This is your dream, Sean Spicer — to be White House press secretary. Anything you can do in your dreams you can do now.

I borrowed those words of encouragement from Twilight Sparkle. You know, the “My Little Pony” character. Spicer should be familiar with the quote because he used it last summer to argue falsely that Melania Trump didn't really plagiarize Michelle Obama in a speech at the Republican National Convention. (He contended Obama's words were so generic that they were virtually indistinguishable from Twilight Sparkle's and therefore could not be the subject of a legitimate plagiarism claim.)

I figure Spicer could use a little pick-me-up after his Worst Week in Washington, and his favorite flying unicorn is just the one to deliver it.

Seriously, though, this can't be what Spicer's dream looked like in his mind. He put up with the embarrassment of the “My Little Pony” episode — offering that ridiculous defense only to have the Trump campaign admit to plagiarism later — and was rewarded with the most prestigious spokesperson gig in politics. Having proved his loyalty over and over during the race, Spicer surely thought President Trump would not make a habit of humiliating him after the election was won.

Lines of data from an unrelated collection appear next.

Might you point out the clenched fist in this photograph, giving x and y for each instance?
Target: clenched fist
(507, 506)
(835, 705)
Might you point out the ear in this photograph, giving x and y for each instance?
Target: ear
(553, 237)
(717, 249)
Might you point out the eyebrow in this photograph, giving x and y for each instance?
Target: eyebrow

Yet Trump sent Spicer to the podium on Saturday to peddle a fabulous, easily disproven lie about the size of the president's Inauguration Day crowd. Trump basically told Spicer to stand in front of a group of journalists, whose respect he needs to do his job effectively, and discredit himself on his first full day in the White House.

To top it off, Trump then complained that Spicer didn't sell the lie well enough, according to New York magazine's Gabriel Sherman. Spicer's is the definition of a thankless job.

Trump also undercut Spicer a week before the inauguration when the billionaire held his first news conference in 168 days. It was the morning after CNN broke the news that top intelligence chiefs had briefed Trump and former president Barack Obama on unproven claims that Russia had attempted to compromise Trump. Making introductory remarks before Trump stepped to the microphone, Spicer reflexively lashed out at the press.

“For all the talk lately about fake news, this political witch hunt by some in the media is based on some of the most flimsy reporting and is frankly shameful and disgraceful,” Spicer said.

Trump then said the opposite: “I just want to compliment many of the people in the room. I have great respect for the news and great respect for freedom of the press and all of that. But I will tell you, there were some news organizations, with all that was just said, that were so professional — so incredibly professional — that I've just gone up a notch as to what I think of you. Okay?”

Hey, how about a heads-up next time? Spicer had to be thinking. Maybe let me know that you're not going to do your usual, slam-the-media-for-everything bit, so that I don't look like a dope who's not on the same page as the boss.

It's still early, but Trump has shown no sign of changing. The president appears not to care about the reputation of his press secretary. The question is how long Spicer will put up with this.